Ben etik kavramını kafamda üçe böldüm.
1. Etik olanlar,
2. Etik olmayanlar,
3. Arada kalanlar
İlk iki kavram toplumumuzun genel kabul gördüğü kavramlar olup üzerinde pek tartışılmaz. Mesela bir bakkala gittiniz, size bilerek ve isteyerek son kullanma tarihi geçmiş bir ürün sattı. Bu yaptığı etik değil. Bunu tartışmayız. Ya da bir manav size 1 liradan aldığı domatesleri 1,25 kuruştan sattı. Bu etiktir, bunu da kabul ederiz. Lakin manav 1 liradan aldığı domatesleri 2 liradan satsa ne olur? Ya da 3 liradan… Diyelim ki 9 liradan sattı, etik mi?
Etikse kime göre, değilse neye göre?
Ne kadar kar edince normal oluyor, kaç katı fahiş?

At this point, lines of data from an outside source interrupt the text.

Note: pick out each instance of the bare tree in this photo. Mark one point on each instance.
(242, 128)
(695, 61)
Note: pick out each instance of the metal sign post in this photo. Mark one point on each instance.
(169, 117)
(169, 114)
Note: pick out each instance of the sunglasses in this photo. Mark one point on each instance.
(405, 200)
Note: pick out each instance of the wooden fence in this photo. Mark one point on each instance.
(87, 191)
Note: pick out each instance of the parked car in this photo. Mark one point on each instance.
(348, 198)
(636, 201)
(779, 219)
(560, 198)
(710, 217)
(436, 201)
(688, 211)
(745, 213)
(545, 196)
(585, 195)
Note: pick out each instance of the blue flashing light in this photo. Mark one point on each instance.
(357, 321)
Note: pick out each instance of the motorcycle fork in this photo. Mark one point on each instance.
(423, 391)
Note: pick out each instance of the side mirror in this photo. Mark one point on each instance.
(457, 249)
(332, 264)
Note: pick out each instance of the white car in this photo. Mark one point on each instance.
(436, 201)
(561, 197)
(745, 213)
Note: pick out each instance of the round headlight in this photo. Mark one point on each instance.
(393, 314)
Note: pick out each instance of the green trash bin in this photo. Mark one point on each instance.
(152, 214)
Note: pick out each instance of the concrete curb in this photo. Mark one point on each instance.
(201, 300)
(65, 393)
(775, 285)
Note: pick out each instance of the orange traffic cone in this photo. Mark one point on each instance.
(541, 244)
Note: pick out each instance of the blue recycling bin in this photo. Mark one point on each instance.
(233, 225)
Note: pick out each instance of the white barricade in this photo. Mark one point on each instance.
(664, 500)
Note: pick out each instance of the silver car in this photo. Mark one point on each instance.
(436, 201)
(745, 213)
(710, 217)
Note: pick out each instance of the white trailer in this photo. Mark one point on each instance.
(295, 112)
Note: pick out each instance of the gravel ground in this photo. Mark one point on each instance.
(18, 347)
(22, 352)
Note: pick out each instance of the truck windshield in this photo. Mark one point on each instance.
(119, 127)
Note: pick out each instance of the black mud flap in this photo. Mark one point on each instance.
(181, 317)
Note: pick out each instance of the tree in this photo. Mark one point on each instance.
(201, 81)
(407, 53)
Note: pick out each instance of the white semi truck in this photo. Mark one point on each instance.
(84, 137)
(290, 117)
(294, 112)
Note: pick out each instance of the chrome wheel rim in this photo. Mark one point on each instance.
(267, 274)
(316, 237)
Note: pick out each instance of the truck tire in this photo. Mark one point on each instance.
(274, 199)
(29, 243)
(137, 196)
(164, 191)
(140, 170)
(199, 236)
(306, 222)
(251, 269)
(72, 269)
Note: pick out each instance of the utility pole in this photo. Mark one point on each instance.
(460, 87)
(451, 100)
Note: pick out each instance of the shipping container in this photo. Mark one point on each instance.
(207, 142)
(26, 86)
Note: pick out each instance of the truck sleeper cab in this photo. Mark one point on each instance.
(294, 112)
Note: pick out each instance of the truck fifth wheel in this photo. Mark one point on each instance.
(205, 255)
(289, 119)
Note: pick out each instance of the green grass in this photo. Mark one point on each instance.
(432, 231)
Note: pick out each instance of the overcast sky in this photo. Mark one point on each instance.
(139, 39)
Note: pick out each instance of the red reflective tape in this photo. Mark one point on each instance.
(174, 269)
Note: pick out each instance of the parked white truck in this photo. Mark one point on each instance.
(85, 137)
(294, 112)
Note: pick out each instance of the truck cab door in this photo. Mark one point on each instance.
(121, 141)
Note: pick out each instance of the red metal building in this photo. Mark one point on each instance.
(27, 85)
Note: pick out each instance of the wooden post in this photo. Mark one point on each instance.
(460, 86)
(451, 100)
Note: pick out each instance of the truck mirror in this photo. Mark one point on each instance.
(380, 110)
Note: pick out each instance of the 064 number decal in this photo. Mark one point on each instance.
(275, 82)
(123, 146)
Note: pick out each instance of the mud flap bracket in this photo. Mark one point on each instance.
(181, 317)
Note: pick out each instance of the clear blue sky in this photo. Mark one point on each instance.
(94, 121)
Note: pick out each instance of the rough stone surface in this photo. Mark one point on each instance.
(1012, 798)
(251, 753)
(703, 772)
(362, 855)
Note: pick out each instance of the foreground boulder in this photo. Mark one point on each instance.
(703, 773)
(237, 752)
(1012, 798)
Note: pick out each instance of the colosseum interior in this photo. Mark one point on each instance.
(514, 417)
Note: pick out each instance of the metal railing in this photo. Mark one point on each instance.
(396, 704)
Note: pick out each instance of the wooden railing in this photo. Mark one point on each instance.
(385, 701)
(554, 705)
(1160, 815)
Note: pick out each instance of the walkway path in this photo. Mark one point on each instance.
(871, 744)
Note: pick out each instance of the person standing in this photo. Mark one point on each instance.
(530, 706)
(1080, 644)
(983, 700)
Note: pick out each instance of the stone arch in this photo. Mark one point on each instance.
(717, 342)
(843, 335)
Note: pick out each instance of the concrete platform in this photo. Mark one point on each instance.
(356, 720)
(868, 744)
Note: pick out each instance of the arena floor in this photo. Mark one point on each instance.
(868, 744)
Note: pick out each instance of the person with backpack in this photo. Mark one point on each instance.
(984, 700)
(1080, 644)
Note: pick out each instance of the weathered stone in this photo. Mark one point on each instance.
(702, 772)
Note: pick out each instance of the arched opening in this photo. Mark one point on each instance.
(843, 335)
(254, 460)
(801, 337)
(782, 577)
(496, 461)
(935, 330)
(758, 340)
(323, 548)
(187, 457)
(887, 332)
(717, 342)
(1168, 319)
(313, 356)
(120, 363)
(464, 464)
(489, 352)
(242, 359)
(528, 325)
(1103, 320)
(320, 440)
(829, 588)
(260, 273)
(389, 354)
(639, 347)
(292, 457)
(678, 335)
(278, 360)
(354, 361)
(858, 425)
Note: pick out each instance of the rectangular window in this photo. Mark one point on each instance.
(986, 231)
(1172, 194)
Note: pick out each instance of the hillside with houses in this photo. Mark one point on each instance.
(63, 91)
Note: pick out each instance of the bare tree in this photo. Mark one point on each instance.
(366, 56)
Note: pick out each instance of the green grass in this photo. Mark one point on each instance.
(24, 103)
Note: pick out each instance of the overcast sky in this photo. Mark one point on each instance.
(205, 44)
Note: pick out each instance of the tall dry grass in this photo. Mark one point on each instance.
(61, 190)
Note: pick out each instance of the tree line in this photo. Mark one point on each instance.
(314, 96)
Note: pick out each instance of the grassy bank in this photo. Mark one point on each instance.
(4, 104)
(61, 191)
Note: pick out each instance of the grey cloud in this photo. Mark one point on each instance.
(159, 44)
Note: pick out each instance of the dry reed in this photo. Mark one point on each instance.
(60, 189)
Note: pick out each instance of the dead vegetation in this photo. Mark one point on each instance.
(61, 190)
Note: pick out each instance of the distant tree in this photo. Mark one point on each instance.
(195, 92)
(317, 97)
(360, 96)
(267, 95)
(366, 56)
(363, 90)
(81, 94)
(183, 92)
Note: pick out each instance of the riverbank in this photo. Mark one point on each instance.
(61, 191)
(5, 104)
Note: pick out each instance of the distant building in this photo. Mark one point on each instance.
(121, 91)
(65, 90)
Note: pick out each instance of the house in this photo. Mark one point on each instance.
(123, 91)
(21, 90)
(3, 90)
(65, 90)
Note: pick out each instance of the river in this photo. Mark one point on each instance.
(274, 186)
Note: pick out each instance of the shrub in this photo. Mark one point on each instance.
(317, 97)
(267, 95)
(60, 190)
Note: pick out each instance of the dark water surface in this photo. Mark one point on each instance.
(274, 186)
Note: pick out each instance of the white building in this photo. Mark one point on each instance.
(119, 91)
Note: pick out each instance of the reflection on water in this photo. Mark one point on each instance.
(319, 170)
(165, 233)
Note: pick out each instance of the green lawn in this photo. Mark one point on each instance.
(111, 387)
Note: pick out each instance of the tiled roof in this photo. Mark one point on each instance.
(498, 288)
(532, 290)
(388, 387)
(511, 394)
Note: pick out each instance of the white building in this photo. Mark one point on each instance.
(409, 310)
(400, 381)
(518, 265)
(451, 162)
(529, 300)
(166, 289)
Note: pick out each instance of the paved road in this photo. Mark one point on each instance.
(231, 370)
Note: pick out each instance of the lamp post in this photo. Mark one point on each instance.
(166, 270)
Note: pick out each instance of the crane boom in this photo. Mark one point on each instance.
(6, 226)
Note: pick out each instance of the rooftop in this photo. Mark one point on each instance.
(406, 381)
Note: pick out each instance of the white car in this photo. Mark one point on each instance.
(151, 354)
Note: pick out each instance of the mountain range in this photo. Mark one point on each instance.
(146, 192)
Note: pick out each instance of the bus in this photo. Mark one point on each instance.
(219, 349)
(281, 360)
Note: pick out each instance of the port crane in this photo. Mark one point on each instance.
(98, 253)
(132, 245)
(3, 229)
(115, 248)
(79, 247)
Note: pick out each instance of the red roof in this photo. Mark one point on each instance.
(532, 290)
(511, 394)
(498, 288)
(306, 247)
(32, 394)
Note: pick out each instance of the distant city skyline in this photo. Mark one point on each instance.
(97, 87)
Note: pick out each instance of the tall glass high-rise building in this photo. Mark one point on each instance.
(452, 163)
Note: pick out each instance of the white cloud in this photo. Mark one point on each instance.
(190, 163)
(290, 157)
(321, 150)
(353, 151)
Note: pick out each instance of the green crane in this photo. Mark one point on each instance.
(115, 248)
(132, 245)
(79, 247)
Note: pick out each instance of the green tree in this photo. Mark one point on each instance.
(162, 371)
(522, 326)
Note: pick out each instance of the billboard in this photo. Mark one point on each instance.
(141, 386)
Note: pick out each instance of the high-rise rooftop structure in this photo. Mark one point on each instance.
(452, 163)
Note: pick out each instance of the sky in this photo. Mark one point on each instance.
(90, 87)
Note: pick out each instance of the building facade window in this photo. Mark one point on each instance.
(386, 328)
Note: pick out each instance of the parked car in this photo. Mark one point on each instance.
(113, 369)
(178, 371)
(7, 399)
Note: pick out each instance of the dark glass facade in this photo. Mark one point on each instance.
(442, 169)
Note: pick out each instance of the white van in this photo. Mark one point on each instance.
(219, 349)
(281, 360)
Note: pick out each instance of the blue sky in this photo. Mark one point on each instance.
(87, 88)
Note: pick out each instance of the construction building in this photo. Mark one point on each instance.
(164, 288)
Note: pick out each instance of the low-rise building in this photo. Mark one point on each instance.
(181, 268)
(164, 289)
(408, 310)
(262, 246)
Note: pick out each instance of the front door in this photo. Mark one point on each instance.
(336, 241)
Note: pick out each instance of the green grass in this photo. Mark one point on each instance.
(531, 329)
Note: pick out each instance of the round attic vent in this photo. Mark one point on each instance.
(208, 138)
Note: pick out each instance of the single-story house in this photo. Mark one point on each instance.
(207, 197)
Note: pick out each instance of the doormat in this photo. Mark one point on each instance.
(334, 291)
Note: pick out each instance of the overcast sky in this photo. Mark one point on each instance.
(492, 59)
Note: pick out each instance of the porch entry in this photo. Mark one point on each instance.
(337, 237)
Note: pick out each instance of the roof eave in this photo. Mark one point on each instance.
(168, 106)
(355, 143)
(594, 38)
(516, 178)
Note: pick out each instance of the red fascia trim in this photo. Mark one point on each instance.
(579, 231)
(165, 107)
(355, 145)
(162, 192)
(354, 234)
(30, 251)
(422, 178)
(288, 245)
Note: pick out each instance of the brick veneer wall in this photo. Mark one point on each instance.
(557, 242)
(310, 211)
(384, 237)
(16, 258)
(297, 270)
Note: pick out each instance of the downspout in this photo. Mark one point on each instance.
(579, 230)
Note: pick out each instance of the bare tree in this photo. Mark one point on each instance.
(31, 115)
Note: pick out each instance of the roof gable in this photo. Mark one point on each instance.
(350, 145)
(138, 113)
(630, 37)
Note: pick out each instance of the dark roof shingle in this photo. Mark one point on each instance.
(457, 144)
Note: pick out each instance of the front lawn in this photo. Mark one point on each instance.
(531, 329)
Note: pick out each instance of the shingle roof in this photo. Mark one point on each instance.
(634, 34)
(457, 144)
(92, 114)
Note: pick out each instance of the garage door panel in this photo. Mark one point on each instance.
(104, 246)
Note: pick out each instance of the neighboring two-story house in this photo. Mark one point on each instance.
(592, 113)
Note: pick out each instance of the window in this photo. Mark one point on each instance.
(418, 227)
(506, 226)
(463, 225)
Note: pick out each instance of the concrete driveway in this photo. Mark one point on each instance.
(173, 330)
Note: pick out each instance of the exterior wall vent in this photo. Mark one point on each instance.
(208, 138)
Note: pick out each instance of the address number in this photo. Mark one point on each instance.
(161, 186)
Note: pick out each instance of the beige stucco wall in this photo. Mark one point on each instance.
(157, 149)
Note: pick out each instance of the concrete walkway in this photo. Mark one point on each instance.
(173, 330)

Şöyle bir örnekle olayı iyice dağıtmak gerekirse:
Bir su satış büfesi düşünelim. Büfemiz havalimanı dış hatlar terminalinin giriş ve çıkış kapısının tam ortasında. İçerisinde sadece su satılıyor. Su satıcımız içeriye girenlere suyu 5 liradan satarken, dışarıya çıkanlara 1 liradan satıyor. Çünkü içeride su 5 lira, dışarıda 1 lira. Soru şöyle ki, bu büfecinin yaptığı etik midir?
Devletin yaptığı etik midir?
Manavın, marketin yaptığı etik midir?
Benim bu yazıyı yazmam etik midir?
Etikse ya da değilse kime göre, ve bunu kim belirledi?